先日メル様がルネ様に差し上げていた物に少し似ています。
彼女はあれを隠すことが出来たでしょうか、万が一にも取り上げられていたりなどしていなければ良いですが。
今日は薬草問屋の店主様に改めて相談に参りました。
バタフライピーの方針が見えた事、それと可能であれば忘年会の招待状をお送りして良いかの二つです。

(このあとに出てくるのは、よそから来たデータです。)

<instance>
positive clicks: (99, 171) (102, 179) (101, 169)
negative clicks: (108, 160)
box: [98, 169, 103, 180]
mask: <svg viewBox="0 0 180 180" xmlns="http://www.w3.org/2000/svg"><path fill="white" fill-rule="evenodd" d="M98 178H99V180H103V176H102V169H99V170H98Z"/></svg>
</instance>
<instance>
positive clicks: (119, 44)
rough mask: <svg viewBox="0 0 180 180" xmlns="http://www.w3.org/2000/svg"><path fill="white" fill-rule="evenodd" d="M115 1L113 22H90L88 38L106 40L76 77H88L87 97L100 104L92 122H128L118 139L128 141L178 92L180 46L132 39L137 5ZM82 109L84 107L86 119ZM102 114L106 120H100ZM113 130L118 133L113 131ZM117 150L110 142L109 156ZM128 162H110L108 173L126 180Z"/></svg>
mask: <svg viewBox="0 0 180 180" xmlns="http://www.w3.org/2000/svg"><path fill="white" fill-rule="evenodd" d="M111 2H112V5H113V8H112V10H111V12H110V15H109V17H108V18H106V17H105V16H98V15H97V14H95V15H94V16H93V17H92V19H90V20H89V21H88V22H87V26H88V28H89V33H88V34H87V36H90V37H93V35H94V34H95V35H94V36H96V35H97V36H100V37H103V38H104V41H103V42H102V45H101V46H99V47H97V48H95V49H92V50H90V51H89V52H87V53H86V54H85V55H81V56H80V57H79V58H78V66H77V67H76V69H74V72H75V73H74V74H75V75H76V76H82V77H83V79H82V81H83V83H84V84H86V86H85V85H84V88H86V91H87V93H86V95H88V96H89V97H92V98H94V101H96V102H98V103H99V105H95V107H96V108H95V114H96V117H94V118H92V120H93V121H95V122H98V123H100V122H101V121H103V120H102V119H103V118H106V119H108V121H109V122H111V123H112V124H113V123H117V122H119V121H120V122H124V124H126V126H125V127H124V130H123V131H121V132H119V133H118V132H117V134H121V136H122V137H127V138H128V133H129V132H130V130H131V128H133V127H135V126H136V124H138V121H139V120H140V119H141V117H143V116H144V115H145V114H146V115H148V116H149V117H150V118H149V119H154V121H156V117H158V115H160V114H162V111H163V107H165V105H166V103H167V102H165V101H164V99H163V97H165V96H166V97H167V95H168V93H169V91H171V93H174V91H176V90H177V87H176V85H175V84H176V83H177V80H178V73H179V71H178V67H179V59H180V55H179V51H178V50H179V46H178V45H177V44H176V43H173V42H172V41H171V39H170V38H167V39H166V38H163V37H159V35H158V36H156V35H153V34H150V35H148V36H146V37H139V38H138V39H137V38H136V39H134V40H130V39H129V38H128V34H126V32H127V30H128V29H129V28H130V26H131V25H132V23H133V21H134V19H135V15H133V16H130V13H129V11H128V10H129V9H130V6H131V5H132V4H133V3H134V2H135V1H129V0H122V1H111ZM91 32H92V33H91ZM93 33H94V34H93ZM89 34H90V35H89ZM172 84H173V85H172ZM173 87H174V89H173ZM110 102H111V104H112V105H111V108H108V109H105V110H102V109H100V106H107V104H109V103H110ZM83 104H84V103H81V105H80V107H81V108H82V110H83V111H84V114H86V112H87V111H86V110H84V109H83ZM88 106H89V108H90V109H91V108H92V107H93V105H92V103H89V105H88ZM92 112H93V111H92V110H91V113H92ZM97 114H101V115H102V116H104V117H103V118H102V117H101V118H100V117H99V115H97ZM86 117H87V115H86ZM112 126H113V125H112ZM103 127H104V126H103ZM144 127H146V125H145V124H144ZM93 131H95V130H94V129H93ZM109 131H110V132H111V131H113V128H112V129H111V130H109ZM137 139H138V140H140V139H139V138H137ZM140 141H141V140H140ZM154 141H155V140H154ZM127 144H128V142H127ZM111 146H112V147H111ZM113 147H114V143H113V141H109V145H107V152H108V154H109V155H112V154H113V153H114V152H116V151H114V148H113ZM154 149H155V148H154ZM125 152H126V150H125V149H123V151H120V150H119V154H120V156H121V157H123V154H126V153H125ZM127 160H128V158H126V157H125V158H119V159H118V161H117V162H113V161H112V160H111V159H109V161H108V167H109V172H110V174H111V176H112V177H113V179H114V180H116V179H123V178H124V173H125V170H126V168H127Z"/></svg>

実は招待状を作ろうと思い至った時、彼の名前を知らない事に気付きました。
直接お渡しすれば良いのでしょうけど、封筒に宛名がないのは問題があると思いました。
私は少しだけ港に気を向けつつ、薬草問屋のお店の中へ入りました。
今日は先客の方がいらっしゃるようです。
その方のお相手をしていた店主様が私に気付き、笑顔でこちらに小さく手を挙げます。
「あ、いらっしゃーい。ちょうど君の話してたんだよ」
「ご無沙汰しております、店主様」
私は店主様に軽く頭を下げます。
先客の方もこちらへ向き、私を足元から頭まで確認します。
そしてにこっと笑ってみせました。
「初めまして。君がこの調薬をした人、かな?」
そう言って手に持っていた薬を私に見せてきます。
確かに私が作った花のシロップです。
「はい、こちらのお店で購入した材料で作成致しました」
先客の彼は姿勢がよく、薬を差し出す様子にもどこか品があります。
先程見せた笑顔や言葉使いなど、人に好かれやすい仕草を心得ているように見えます。
彼は店主様の方へ向き直り、薬を渡しながら小さく耳打ちをします。
それに店主様は頷き、私の方を見て笑いかけて下さいます。
「キー君、この方はシアンさん。リュンヌの男爵の方ではあるんだけど、すごく気さくな方でね。薬草や調薬にとても深い知識をお持ちなんだよ」
男爵ということは、貴族の方でしょうか。
先程からの品のある立ち振る舞いに加え、簡素に見える装いに控えめなアクセサリーを身につけています。
少し長めの黒髪は毛先を青く染められているものの、手入れがされており絹のような艶やかなものです。
豪奢な装いではありませんが、身なりに気を使っているのが分かります。
今日も警戒はしておりましたが、このような形でかの帝国の貴族と接点を持つことになるとは考えておりませんでした。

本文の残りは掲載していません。